The survey PL spectra for xSCZE series are shown in Figure S1 of the Supporting Information. The detailed PL spectra for CZE, 3SCZE, and SZE samples excited in the ⁷F₀ → ⁵L₆ 4f–4f band of Eu³⁺ are shown in Figure 7a and Figure S2, respectively. The observed luminescence bands centered at 580, 593, 616, 650, and 695 nm are attributed to the ⁵D₀ → ⁷F_J (J = 0–4) transitions in the 4f shell of the Eu³⁺ ions. Additionally, transitions from ⁵D₁ and ⁵D₂ levels are registered for all samples (Figure 7a and Figure S2) The series of lines centered at 470, 483, 495, and 517 correspond to ⁵D₂ → ⁷F_J (J = 0–3) transitions, respectively, while the lines centered at 527 and 537 correspond to ⁵D₁ → ⁷F_J (J = 0–1) transitions according to [39]. The intensity of the low-wavelength transition is significantly lower than that corresponding to the ⁵D₀ → ⁷F_J (J = 0–4) transitions. However, the ratio of the intensity of ⁵D₀ → ⁷F_J to ⁵D_1,2 → ⁷F_J depends on the Sr²⁺ concentration. As the Sr²⁺ amount increases to x = 8 (Figure S2), the intensity of ⁵D_1,2 → ⁷F_J transitions decreases by 100-fold, which is clearly seen in the coefficient of zoom (from 18 (Figure 7) for x = 0 to 183 for x = 8 (Figure S2)). Such behavior can be attributed to the increasing disordering of the oxygen surrounding of the Eu³⁺ ion in the cell. This is also confirmed by the R/O ratio for the observed series. The R/O ratio decreases with increasing concentration of Sr²⁺ in the host, from 3.14 (CZE sample) to 3.04 (SCE sample), indicating disordering of polyhedral Eu³⁺.

Figure 7b shows the normalized PL integral intensity of Eu³⁺ emission for xSCZE samples under 395 nm excitation. The intensity increases monotonically from x = 0 to 6, followed by rapid growth at x = 8, resulting in a total PL intensity increase of 87%.

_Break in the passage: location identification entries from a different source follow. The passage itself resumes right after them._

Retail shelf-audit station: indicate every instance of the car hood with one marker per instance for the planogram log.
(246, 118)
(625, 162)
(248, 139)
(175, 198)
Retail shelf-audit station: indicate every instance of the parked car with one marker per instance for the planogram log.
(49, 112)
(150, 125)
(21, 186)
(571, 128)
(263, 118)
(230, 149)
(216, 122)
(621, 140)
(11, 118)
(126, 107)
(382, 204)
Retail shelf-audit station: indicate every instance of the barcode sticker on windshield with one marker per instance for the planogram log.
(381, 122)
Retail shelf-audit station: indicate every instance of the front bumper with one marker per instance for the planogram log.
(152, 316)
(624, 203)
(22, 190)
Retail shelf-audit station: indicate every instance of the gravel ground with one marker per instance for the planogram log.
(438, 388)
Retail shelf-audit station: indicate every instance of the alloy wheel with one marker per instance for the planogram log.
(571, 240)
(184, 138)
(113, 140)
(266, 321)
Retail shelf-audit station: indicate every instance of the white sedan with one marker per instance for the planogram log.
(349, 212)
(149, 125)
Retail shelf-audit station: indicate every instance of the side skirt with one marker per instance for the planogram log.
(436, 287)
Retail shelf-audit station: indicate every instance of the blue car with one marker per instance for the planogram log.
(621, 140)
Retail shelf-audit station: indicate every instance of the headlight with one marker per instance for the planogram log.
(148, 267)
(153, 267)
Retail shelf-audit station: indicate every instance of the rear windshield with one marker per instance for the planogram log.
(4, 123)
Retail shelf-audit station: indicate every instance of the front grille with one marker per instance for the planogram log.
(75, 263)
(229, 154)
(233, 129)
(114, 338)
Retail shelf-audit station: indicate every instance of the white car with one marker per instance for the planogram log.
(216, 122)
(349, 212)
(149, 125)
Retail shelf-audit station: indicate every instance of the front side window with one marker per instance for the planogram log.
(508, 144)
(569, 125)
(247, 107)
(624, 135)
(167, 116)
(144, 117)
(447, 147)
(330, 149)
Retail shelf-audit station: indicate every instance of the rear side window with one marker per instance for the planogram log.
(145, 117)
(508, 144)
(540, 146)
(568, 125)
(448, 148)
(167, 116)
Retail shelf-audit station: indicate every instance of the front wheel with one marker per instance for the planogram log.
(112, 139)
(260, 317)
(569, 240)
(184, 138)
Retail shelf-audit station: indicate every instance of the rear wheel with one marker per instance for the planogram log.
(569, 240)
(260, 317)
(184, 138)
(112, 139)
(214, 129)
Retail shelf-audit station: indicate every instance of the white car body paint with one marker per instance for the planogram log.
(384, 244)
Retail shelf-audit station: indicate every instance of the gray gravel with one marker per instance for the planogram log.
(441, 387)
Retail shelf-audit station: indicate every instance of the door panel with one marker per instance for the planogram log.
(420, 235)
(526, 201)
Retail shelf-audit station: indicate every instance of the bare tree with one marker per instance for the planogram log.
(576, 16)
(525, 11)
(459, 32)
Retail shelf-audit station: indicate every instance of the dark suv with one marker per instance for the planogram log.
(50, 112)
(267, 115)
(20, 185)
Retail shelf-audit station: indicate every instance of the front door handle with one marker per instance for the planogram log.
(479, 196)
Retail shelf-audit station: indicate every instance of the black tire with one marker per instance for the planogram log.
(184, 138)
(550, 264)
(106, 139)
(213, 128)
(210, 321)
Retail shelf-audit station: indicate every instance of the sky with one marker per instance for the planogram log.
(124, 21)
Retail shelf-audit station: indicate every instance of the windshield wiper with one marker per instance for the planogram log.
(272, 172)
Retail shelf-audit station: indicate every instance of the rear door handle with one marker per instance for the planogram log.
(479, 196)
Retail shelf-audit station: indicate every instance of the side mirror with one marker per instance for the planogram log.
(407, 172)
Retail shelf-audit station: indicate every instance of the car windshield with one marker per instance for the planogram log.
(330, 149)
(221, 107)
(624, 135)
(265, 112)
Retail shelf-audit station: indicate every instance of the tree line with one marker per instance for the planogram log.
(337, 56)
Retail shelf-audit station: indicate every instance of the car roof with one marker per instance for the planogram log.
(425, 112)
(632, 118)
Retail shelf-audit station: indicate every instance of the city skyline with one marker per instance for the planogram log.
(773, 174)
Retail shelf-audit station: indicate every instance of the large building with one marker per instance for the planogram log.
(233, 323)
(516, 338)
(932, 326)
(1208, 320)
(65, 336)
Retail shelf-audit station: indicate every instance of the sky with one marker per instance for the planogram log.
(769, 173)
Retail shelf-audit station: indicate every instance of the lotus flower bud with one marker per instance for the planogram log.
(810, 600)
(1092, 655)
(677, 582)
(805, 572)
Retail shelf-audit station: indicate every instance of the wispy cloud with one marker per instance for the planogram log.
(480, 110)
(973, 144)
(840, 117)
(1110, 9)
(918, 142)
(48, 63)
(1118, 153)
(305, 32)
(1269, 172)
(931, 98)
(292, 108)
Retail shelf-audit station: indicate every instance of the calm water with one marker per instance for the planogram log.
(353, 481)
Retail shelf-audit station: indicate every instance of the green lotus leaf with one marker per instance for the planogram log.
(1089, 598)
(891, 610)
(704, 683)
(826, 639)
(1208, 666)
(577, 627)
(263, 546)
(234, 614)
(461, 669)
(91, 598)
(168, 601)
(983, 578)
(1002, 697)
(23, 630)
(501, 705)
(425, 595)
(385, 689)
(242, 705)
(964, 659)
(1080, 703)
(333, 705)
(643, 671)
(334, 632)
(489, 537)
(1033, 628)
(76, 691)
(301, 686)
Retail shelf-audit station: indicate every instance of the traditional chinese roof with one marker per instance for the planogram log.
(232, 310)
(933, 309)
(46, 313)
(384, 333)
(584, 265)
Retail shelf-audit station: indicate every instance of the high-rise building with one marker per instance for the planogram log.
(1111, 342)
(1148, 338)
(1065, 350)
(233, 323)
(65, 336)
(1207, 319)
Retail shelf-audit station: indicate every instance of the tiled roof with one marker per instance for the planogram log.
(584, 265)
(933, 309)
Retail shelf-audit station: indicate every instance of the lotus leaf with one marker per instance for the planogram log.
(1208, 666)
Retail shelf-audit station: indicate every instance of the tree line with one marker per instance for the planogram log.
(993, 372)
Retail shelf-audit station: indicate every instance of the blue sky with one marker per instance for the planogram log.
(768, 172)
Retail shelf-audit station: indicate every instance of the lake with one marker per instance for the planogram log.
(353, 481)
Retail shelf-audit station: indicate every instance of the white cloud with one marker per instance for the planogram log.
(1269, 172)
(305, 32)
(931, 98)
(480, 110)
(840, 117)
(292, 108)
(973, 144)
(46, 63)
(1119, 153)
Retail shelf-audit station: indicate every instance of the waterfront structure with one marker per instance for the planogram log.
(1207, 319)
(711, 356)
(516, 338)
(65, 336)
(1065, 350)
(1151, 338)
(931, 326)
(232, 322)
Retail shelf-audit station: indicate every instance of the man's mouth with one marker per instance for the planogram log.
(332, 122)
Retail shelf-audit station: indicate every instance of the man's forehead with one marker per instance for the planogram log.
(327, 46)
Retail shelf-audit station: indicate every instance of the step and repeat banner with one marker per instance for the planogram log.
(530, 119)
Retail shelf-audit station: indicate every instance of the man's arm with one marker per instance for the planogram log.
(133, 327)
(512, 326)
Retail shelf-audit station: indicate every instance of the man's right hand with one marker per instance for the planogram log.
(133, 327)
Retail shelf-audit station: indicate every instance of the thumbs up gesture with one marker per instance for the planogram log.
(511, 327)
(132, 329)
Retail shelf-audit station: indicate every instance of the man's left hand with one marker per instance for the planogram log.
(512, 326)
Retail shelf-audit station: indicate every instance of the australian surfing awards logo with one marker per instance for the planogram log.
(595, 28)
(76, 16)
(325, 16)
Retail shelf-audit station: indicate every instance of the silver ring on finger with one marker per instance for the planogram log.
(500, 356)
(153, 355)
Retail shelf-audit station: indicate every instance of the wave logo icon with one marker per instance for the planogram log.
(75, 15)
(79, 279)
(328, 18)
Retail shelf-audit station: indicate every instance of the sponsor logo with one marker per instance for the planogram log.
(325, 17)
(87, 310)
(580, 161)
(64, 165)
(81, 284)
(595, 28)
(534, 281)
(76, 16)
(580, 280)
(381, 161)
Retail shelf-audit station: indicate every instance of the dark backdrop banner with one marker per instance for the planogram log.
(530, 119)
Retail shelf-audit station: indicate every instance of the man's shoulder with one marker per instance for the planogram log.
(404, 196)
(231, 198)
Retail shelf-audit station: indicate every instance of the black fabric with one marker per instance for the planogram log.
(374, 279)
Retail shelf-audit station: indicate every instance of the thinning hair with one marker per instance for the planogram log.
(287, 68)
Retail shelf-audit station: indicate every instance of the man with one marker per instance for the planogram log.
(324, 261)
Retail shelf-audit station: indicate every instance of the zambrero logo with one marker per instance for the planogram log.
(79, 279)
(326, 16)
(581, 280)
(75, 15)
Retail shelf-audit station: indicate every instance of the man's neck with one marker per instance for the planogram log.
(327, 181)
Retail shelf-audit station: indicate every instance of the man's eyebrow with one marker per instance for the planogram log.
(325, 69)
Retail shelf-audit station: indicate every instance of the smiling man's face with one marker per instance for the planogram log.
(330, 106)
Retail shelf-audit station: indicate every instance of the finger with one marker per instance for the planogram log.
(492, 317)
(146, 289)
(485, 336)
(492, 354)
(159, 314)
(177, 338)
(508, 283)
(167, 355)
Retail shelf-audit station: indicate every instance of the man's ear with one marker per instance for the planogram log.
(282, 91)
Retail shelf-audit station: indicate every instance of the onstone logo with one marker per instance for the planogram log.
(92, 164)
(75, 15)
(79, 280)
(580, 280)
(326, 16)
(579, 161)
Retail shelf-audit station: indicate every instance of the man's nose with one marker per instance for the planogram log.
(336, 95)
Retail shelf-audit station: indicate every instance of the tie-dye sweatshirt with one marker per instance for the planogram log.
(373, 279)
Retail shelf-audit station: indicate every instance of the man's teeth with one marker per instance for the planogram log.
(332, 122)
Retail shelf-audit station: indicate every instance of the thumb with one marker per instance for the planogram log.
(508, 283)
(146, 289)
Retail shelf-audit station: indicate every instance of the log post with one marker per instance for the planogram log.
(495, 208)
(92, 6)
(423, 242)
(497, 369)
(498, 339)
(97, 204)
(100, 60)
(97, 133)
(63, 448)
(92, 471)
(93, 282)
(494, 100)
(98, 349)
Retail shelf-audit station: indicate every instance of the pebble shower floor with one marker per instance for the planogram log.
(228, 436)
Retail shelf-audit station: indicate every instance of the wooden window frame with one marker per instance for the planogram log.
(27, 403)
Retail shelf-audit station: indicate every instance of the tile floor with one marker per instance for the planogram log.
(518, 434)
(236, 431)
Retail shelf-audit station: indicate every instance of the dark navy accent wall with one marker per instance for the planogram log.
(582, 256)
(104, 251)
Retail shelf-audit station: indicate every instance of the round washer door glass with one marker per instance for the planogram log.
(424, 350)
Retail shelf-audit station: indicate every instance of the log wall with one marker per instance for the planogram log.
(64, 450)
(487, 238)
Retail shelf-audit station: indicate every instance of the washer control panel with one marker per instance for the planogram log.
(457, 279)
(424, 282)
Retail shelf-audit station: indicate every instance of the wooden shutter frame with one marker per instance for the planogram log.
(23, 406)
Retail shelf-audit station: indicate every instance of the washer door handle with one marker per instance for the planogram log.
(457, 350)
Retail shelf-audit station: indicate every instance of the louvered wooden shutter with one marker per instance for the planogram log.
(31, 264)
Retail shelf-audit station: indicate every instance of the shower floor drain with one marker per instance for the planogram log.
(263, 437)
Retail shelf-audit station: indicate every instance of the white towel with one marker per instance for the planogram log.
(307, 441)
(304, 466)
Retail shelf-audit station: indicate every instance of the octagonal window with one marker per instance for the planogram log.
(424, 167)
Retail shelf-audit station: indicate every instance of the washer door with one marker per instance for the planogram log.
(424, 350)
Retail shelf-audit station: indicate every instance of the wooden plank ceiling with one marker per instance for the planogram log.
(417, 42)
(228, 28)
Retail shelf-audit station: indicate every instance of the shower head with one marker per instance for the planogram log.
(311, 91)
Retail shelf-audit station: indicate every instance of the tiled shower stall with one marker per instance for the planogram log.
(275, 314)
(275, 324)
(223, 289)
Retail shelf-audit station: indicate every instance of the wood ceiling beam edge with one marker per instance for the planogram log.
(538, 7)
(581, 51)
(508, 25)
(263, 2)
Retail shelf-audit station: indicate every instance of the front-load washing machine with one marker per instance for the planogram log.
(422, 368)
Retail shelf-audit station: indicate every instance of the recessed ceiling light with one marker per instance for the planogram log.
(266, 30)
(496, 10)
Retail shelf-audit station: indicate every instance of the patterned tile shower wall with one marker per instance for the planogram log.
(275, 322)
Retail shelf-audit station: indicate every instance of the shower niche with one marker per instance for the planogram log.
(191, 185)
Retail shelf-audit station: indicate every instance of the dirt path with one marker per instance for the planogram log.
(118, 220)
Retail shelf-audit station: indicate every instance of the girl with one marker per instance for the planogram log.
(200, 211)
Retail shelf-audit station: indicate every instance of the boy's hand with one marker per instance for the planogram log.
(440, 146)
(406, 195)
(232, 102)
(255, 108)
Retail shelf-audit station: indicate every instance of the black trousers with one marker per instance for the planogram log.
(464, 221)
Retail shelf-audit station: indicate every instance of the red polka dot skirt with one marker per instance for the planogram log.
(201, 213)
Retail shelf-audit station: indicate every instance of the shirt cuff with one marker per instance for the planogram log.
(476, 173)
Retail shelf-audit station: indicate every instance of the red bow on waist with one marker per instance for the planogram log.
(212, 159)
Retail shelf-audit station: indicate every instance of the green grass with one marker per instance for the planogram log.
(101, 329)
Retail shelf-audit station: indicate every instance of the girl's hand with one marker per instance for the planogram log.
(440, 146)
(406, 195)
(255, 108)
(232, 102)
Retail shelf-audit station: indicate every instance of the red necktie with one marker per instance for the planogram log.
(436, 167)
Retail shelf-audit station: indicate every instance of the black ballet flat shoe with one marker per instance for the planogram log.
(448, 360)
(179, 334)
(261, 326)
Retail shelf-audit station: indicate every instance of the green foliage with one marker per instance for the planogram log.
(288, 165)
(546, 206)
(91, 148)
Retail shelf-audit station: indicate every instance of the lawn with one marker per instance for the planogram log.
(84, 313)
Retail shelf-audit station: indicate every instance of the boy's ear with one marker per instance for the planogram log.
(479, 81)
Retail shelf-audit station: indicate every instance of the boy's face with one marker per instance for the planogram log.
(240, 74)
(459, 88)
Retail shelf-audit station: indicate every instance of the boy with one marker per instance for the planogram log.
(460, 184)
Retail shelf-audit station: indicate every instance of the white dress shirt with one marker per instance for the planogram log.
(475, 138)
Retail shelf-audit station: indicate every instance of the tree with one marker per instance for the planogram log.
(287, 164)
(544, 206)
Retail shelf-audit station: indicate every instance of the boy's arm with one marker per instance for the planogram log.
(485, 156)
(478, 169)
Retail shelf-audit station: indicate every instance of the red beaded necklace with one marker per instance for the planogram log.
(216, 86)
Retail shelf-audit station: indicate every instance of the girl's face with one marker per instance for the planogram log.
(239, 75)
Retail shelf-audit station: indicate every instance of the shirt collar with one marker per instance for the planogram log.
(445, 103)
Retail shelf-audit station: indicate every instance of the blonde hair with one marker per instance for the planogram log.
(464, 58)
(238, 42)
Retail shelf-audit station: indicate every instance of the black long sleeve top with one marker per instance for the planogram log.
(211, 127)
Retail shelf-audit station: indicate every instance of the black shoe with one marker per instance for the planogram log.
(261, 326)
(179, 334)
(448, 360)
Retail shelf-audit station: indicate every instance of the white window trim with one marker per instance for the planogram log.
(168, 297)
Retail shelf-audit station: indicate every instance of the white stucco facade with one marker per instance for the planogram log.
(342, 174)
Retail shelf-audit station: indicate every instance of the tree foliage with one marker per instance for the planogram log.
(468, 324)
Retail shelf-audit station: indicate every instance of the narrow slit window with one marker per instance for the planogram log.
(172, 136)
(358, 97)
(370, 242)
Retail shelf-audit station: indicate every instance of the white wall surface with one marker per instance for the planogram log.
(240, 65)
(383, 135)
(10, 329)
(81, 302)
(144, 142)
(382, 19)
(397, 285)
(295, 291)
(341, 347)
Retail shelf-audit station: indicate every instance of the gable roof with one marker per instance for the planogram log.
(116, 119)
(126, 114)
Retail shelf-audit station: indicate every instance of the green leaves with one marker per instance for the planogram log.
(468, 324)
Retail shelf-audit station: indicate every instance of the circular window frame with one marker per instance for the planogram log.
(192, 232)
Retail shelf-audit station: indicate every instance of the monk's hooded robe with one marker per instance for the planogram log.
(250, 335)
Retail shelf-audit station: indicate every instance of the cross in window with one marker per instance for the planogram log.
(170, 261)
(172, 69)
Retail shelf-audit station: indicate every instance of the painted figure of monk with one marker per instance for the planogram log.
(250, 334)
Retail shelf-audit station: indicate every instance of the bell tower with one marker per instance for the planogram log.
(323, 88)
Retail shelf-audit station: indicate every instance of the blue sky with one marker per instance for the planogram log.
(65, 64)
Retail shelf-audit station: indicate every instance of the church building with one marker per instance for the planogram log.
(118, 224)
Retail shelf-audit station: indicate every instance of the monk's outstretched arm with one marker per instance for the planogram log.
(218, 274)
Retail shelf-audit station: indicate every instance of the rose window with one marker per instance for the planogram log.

The high-resolution PL spectra reveal that, except for distortion of the Eu³⁺ surrounding, the polyhedral becomes different (Figure 8). Thus, the magnetic-dipole (MD) ⁵D₀ → ⁷F₁ transition shows three components in the CZE’s PL spectrum, while in the Sr-rich compound, this transition becomes more symmetrical with only one component. The hypersensitive transition ⁵D₀ → ⁷F₀, which indicates the number of non-equivalent photoluminescent centers, is described by a single Gaussian component for CZE, centered at 1.723 × 10⁴ cm⁻¹ (Figure S3). In contrast, samples 3SCZE and SZE exhibit two Gaussian components (Figure 8 inset and Figure S3 of the Supporting Information). One component is narrow and positioned at the lowest wavenumber, with centers at 1.724 and 1.725 × 10⁴ cm⁻¹, respectively. The wavenumber shift correlates with increasing Sr²⁺ content, which extends the Eu–O bond length in the polyhedra due to the larger ionic radius of Sr²⁺ compared to Ca²⁺. The second Gaussian component corresponds to an increased number of “spectroscopic” centers in Sr-rich compounds.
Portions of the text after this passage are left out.